GigaOm's Independent Work: Another Cause of Income Inequality and Maclean's The End of the Job look at the issues around independent work and income inequality.
The key quote comes from Maclean's:
"The rise of the contract worker may also be having a more wide-scale impact than previously realized. A growing gap between rich and poor in countries like Canada has been blamed, in part, on a growing number of poor quality jobs. There’s also mounting evidence to suggest that the rise of the throwaway worker has made recent recessions more painful and longer-lasting. Temp jobs? More like a temporary economy."
Obviously Maclean's is not a big fan of independent work, and sees it as a cause of income inequality.
We don't agree.
As part of the 2011 State of Independence study we looked at independent worker income. We found median per capita income for U.S. independent workers to be roughly the same as the median per capita income for workers overall.
We also found a fair amount of income inequality among independent workers. In particular 3 overlapping groups of independent workers significantly out earn other independents: (1) older independents (55+), (2) independents who have been independent longer than 5 years, and (3) independents that are highly satisfied with independent work.
In other words, income inequality among independent workers somewhat mirrors overall income inequality.
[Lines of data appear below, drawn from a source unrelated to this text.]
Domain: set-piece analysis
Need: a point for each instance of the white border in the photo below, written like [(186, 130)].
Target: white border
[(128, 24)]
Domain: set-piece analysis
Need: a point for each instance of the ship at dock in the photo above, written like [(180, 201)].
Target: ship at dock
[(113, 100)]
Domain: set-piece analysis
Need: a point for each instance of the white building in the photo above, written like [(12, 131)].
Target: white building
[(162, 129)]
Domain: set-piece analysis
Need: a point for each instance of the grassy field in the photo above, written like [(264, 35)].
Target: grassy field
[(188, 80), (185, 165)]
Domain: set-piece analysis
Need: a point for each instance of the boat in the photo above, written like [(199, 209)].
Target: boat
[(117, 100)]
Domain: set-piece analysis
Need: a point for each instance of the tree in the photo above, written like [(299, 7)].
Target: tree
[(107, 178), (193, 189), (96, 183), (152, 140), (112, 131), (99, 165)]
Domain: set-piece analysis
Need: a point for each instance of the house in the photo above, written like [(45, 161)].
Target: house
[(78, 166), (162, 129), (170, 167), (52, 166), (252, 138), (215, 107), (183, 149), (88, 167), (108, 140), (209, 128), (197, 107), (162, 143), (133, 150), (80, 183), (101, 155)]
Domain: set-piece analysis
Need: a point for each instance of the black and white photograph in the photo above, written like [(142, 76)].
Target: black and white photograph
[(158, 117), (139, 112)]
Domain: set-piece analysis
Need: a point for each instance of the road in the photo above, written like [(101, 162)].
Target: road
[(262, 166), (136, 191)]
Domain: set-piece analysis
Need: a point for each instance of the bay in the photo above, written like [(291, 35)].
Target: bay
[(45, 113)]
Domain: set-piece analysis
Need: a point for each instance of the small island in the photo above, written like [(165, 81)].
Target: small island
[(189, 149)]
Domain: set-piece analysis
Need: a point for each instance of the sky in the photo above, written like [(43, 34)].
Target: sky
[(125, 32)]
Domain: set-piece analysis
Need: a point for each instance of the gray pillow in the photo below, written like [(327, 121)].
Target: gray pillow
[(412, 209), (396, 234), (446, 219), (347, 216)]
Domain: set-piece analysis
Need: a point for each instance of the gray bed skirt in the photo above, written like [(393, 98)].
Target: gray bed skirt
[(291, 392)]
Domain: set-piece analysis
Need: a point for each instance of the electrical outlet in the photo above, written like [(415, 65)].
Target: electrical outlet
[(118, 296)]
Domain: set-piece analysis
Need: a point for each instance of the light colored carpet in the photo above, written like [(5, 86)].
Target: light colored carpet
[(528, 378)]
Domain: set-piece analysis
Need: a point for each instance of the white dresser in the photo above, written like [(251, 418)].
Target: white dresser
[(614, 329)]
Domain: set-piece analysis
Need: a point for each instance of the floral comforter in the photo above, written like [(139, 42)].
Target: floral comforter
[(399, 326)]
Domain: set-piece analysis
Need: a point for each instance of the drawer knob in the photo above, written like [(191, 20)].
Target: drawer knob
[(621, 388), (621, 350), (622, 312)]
Our explanation - which is based on our interviews and other qualitative work - is independent workers with the right skill sets and experience are thriving and are much more financially successful than those who don't. This is very similar to what is happening across the workforce in general.
Because of this, we don't see the shift to independent work as a cause of income inequality.
Instead, we think the shift to independent work is being driven in part by the same trends that are causing income inequality.
So what's causing income inequality? I think former Labor Secretary Robert Reich nails it in his book Super Capitalism.
Everyone should read this book, but his recent Financial Times article We are all going to hell in a shopping basket nicely summarizes his views. Key quote:
"At a deeper level the crisis marks the triumph of consumers and investors over workers and citizens. And since most of us occupy all four roles, the real crisis centres on the increasing efficiency by which we as consumers and investors can get great deals, and our declining capacity to be heard as workers and citizens."